In our evolving contemporary culture, some women have perhaps been more open than their male peers to the paradigmatic changes that are taking place in our views of ourselves, life styles and institutional relationships. Today women are again active as healers. The reclaiming of her many-faceted role as legitimate is part of a growing shift in values through which diverse cultural strands are coalescing. Their common link is the disillusionment with the systems of a society increasingly viewed as dysfunctional, no longer serving its citizen’s essential needs. Included among these dysfunctional systems is Western medicine, with its increasing depersonalization and alienation, the byproducts of medical technology, as well as run-away costs threatening even the limited viability of our health care system as it now exists.
Among present day women healers, those most popularly known are the midwives. With a desire to treat pregnancy and childbirth as a natural process, not a medical problem, many women have turned to midwives whose presence has resacralized birthing
Emerging in recognition are woman herbalists, once again providing the life enhancing ointments and medications made from organic rather than synthetic substances, advising their clients on more wholesome health habits.

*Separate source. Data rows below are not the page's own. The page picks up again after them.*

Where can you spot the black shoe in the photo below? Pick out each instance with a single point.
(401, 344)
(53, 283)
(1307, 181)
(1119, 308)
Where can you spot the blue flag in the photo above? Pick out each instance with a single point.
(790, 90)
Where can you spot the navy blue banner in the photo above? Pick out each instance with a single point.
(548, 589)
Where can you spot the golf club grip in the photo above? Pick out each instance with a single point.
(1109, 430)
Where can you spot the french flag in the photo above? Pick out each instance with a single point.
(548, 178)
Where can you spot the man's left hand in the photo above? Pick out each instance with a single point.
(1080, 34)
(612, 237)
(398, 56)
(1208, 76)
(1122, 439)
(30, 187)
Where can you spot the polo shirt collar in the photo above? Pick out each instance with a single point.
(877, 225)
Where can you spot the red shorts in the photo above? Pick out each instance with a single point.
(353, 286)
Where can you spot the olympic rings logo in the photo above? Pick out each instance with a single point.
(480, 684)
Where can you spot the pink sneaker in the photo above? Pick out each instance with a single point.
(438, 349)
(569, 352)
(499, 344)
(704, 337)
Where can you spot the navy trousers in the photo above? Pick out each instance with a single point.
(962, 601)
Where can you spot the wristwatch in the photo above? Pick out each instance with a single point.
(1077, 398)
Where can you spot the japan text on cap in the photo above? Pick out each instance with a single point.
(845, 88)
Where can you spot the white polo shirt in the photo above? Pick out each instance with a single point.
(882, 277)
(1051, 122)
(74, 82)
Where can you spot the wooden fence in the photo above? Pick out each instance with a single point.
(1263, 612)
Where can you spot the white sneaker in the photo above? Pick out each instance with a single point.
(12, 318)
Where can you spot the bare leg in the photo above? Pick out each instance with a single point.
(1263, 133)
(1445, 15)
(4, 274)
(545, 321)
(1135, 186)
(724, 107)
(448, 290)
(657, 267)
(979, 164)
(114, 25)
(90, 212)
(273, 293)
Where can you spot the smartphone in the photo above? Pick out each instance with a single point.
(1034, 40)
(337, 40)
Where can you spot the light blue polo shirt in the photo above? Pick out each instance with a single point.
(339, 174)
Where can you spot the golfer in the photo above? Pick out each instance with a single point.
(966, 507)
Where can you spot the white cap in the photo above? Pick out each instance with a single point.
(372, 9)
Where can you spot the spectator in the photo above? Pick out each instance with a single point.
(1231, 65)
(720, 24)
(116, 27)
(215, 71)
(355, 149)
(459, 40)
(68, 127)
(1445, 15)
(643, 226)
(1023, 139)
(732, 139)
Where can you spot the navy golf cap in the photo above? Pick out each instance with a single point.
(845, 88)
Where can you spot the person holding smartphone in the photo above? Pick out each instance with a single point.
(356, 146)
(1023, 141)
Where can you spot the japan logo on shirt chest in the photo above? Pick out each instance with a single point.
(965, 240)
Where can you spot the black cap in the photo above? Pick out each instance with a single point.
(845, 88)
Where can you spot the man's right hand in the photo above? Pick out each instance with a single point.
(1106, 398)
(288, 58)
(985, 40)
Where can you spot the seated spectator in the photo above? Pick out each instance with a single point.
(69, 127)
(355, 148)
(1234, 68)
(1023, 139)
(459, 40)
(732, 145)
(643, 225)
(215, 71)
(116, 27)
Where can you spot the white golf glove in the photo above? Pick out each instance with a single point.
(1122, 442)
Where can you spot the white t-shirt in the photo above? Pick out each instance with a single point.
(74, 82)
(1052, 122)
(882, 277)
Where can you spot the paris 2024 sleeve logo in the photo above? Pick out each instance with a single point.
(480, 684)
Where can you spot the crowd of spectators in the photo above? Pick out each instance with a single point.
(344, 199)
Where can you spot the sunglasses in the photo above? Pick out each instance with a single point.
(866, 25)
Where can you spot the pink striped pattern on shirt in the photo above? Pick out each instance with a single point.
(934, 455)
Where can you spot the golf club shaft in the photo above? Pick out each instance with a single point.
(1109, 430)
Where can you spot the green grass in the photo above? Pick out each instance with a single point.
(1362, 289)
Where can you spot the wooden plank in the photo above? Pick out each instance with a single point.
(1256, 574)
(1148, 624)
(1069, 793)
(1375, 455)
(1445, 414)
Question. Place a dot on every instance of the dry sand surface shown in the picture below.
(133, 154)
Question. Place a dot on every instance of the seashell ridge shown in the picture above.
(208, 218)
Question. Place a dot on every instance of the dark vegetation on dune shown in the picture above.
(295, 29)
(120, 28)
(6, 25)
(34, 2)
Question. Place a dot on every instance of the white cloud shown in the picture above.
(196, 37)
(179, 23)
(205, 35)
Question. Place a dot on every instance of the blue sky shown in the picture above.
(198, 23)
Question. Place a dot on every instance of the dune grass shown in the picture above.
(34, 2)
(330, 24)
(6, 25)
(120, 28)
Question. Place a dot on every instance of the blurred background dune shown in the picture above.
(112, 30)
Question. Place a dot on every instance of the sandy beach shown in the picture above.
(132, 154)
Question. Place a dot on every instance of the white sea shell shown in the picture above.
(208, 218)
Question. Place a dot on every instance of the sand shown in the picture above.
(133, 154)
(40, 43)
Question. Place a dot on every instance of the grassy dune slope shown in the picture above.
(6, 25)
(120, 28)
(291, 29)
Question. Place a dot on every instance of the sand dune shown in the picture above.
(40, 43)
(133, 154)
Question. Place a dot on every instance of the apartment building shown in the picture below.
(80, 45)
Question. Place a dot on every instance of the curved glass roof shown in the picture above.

With the trend to a more holistic view of health care, fostering wellness and prevention rather than the curing of illness, people are looking more to a variety of non-traditional medicines and health strategies. These include “hands on” healers. As hands-on healers, women use the power of their own bodies to access vital energy that will restore balance to those who seek their help. Health problems are often the physical result of imbalances in this system. Through touch, the healer identifies those areas lacking energy and those blocked by excessive energy. These areas are then filled or cleared by the healer. This can then allow one’s own healing energy to work effectively.
Female shamans have been active since the late Paleolithic as spiritual leaders. This tradition has never died out in Central Asia or Korea. Today as we reclaim the role of the shaman in our post modem Western culture, we are enlarging our understanding of our relationship to the universe, acknowledging unseen forces, a world beyond our material ken. The shaman’s ability to activate these forces for healing is awesome to the uninitiated. She is drawing on the body’s natural power to renew, a power that all of us could access if only we believed.
While we cannot return to a preindustrial age where most people lived simple lives in rural, tightly-knit communities, we can work to create new communities where the age-old values that the women healers teach prevail. They, like the prophets of old, are prescient, leading the way.